02 / 04La cohérence change avec l’échelle
Un processus peut être stable localement et destructeur à l’échelle supérieure. Une pratique peut réussir pendant un trimestre tout en consommant les conditions de ses succès futurs. Une institution peut sembler efficace parce que le travail qui la maintient a été rejeté hors du périmètre mesuré.
03 / 04Les coûts rejetés hors champ
Un ordre local peut être financé par des coûts transférés vers un autre service, une communauté, un écosystème ou une génération future. Ce qui a été exclu du système devient alors la réserve dans laquelle l’ordre visible puise sa cohérence.

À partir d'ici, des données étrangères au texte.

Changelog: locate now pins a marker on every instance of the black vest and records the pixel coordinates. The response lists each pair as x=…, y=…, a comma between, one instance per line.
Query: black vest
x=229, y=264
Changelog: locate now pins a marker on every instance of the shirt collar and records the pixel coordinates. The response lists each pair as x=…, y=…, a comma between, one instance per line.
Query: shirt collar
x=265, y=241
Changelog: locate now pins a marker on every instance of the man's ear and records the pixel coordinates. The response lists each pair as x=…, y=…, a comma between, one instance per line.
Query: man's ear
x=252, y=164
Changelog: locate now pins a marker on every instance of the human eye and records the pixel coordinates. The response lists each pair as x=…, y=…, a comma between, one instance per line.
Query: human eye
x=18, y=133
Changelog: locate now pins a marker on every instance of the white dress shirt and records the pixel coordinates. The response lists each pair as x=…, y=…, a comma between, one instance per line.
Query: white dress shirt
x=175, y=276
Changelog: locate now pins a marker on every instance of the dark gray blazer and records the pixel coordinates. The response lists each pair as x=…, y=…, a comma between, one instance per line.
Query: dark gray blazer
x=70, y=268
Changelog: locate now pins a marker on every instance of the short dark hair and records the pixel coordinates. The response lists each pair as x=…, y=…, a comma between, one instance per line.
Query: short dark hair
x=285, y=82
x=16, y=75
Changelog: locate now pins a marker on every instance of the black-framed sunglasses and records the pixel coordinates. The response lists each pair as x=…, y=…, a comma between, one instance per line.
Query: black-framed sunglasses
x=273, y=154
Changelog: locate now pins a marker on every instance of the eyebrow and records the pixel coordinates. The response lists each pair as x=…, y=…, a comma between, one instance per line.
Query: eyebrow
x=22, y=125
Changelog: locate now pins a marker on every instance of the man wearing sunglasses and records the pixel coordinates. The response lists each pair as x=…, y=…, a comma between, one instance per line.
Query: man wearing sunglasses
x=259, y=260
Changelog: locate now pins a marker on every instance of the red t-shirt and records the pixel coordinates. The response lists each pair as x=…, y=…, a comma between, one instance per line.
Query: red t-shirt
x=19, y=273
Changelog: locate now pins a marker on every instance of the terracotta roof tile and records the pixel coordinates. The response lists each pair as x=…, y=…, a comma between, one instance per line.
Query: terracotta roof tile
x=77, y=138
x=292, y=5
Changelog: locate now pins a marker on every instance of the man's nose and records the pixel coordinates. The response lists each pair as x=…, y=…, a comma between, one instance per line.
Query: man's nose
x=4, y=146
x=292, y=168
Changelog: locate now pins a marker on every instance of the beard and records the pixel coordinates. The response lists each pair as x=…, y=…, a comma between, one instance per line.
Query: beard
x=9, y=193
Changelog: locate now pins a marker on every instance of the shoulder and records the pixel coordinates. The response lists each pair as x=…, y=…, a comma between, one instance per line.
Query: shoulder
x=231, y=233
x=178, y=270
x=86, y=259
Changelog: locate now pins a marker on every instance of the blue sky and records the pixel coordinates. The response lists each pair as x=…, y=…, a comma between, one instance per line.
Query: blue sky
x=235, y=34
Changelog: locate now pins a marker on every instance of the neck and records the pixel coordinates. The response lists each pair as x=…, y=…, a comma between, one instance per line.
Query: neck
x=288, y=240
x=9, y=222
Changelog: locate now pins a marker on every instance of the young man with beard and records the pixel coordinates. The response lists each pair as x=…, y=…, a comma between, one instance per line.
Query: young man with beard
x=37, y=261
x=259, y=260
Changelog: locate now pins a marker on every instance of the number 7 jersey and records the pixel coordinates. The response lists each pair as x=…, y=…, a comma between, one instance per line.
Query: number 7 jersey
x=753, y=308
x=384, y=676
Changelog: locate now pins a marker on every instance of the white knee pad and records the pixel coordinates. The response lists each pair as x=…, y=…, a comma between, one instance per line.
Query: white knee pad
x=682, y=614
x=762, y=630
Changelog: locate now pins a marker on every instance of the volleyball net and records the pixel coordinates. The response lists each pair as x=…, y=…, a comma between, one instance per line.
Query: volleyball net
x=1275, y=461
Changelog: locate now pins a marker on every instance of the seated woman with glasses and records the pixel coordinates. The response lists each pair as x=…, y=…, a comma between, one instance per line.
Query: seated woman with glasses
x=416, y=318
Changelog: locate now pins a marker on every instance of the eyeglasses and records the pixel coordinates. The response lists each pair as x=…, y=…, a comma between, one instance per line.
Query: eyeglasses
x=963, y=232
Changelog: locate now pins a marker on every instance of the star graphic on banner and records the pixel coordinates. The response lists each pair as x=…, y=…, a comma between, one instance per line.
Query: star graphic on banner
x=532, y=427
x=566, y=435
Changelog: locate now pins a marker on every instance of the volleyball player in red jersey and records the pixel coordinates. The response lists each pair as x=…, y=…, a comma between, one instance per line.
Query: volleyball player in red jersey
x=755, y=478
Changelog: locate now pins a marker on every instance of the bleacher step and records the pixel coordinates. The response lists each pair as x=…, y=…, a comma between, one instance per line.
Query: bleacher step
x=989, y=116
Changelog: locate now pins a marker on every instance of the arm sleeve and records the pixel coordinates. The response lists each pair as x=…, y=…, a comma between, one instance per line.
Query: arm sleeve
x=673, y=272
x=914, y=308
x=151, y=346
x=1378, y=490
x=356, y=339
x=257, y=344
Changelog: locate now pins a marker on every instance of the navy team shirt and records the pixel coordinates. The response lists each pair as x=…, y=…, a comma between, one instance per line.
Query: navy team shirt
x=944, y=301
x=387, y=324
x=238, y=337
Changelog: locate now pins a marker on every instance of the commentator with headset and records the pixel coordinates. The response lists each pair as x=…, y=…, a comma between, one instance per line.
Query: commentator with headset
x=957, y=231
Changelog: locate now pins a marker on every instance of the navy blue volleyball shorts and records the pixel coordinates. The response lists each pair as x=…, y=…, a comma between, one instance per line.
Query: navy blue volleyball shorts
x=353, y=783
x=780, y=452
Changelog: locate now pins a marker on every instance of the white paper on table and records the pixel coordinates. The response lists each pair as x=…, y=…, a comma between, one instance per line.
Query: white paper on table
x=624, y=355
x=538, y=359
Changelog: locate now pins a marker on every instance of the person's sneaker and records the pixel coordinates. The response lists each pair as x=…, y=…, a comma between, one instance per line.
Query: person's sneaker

Il faut élargir le périmètre jusqu’à ce que la réintégration des conséquences écartées ne change plus le jugement essentiel.
04 / 04Inclure, c’est aussi exercer un pouvoir
Définir la frontière, c’est décider quelle expérience peut faire preuve, quel coût demeure extérieur et qui possède le droit de contester la description de l’ensemble.

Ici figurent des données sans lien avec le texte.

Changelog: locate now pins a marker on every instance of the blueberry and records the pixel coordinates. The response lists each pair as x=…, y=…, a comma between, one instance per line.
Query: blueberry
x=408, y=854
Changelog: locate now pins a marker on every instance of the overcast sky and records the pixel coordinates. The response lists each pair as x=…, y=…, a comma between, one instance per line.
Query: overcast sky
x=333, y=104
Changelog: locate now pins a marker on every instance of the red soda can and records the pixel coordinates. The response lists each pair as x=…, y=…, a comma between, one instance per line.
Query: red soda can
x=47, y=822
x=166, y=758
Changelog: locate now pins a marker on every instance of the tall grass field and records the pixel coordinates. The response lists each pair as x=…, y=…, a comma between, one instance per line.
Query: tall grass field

L’Architecte ne recherche pas un modèle sans limite. Il recherche un périmètre proportionné aux conséquences qu’il prétend comprendre.
P / CPropositions canoniques
PratiqueQuestions pour l’examen d’une structure
- Qu’a-t-on placé hors du système ?
- Sur quelle durée mesure-t-on la réussite ?
- Qui supporte le coût de la cohérence visible ?
- Le jugement changerait-il si l’on élargissait la frontière ?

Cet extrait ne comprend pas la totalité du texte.